Lords amendment 2 places express limits on the conduct that can be authorised under the Bill. This House has already discussed the issue in some detail, but I will reiterate the reasons why the Government cannot support this amendment. First, the limits on what could be authorised under the Bill are provided by the requirement that any authorisation must be necessary and proportionate, and must comply with the Human Rights Act. Any authorisation that is not compliant with the Human Rights Act would be unlawful, and nothing in this Bill seeks to undermine the important protections in that Act.
However, were we to place explicit limits on the face of the Bill, it would create a risk to the operational tactics involved and, I might add, to the safety of the covert human intelligence source and the general public at large. This assessment has been put to the Government explicitly by operational partners—the people who are actually operating these tactics. The decisions we have made throughout this Bill, particularly on this issue, are based entirely on the reality that our operational partners have experienced in the field, and that is what they are telling us.
By creating a checklist on the face of the Bill, Lords amendment 2 makes it very easy for criminal gangs and others to develop initiation tests. It will certainly be the case that some criminals, in seeking to demonstrate that they are not a covert human intelligence source, will go away and do what is asked of them, and perhaps even commit rape or another serious offence to demonstrate their loyalty to the cause and prove, as it were, that they are not a CHIS—a covert source. Those who do not will instead risk the consequences of wrongly being thought to be a source. Of course, that does not mean that if a covert human intelligence source were asked to commit any crime as part of an initiation process, they could do so, not least because the Human Rights Act 1998 and the test of necessity and proportionality already provide limits. It is not as though there are no limits, because the Human Rights Act and the test of necessity and proportionality provide those limits; it is simply that we need to avoid presenting criminals and criminal gangs with a means to test those people they suspect are agents. The consequence of presenting such a checklist would be felt ultimately by the public, because this tactic will not be able to be deployed to the same degree, and so more successful crimes, terrorist attacks and serious crimes would be committed.
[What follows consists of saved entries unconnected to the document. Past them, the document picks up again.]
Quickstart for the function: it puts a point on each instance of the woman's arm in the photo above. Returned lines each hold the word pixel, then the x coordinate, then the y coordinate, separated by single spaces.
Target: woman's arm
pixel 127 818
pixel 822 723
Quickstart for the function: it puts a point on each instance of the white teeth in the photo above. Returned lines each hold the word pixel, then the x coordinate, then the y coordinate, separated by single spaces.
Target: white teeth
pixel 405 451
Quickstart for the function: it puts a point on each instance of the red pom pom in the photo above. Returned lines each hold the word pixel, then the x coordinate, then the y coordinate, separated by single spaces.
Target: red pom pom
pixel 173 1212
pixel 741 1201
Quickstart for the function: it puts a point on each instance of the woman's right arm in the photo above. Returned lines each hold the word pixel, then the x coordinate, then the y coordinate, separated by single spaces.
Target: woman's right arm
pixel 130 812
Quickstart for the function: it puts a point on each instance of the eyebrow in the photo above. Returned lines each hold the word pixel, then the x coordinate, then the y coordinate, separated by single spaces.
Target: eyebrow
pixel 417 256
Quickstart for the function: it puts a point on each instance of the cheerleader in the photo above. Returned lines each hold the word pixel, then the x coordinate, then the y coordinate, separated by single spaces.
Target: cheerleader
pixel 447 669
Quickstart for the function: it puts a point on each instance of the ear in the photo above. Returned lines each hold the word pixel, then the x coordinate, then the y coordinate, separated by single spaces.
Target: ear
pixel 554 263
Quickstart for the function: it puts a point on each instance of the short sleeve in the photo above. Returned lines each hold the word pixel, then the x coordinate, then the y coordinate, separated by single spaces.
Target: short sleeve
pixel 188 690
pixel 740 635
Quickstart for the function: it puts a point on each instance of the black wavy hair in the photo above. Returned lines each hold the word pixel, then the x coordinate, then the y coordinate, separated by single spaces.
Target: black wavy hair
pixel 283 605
Amendment 3 seeks to confirm that a person who is, at present, able to access the criminal injuries compensation scheme will be unaffected in their ability to access it because of this Bill. As I have outlined, it is dangerous to get into a discussion of the limits of conduct of our operational sources—those that can be authorised—but I will say that, in practice, the operation of the criminal injuries compensation scheme is unaffected by the Bill, and the amendment is therefore unnecessary.
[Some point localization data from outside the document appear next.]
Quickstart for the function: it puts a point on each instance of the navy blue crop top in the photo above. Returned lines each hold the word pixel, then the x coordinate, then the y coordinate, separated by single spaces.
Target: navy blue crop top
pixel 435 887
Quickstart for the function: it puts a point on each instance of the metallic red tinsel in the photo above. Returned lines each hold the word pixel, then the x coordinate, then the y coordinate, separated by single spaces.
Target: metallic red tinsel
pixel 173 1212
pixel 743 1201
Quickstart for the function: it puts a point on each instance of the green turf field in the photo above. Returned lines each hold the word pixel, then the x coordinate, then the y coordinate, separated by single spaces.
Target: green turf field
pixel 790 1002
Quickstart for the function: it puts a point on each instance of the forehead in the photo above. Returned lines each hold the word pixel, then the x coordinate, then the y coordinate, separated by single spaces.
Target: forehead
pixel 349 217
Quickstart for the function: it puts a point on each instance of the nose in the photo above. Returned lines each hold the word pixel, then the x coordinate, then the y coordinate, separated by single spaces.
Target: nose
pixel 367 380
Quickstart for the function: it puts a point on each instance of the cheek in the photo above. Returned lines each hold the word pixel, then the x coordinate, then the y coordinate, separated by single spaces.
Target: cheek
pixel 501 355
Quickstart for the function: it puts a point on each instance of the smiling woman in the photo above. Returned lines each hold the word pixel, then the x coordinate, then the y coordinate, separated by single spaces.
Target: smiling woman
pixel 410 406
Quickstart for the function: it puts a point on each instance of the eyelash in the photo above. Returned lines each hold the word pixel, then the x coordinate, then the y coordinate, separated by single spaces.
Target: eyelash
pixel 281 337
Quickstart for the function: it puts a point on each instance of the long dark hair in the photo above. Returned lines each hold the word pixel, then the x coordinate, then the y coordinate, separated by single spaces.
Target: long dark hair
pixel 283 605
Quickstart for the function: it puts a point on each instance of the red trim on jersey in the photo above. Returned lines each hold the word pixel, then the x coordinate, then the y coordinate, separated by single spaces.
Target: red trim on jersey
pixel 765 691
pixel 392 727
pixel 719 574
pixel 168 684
Amendment 4 deals with the safeguards in place for the rare occasions when a juvenile is authorised to participate in criminal conduct. It also deals with the authorisation of vulnerable adults. I recognise that this is an important and emotive issue. None of us likes to contemplate a juvenile being involved in criminal activity. I understand and respect the honourable motivation behind these concerns; it is, no doubt, a desire to protect young people, and Her Majesty’s Government also have that motivation. The Bill does not seek to give public authorities new powers to authorise juveniles as covert human intelligence sources; it simply creates a clear and consistent legal basis for the authorisation of a covert human intelligence source to participate in criminal conduct where that is necessary and proportionate. The Bill also introduces increased safeguards from those that existed before, such as the requirement for all authorisations to be notified to the independent Investigatory Powers Commissioner in close to real time.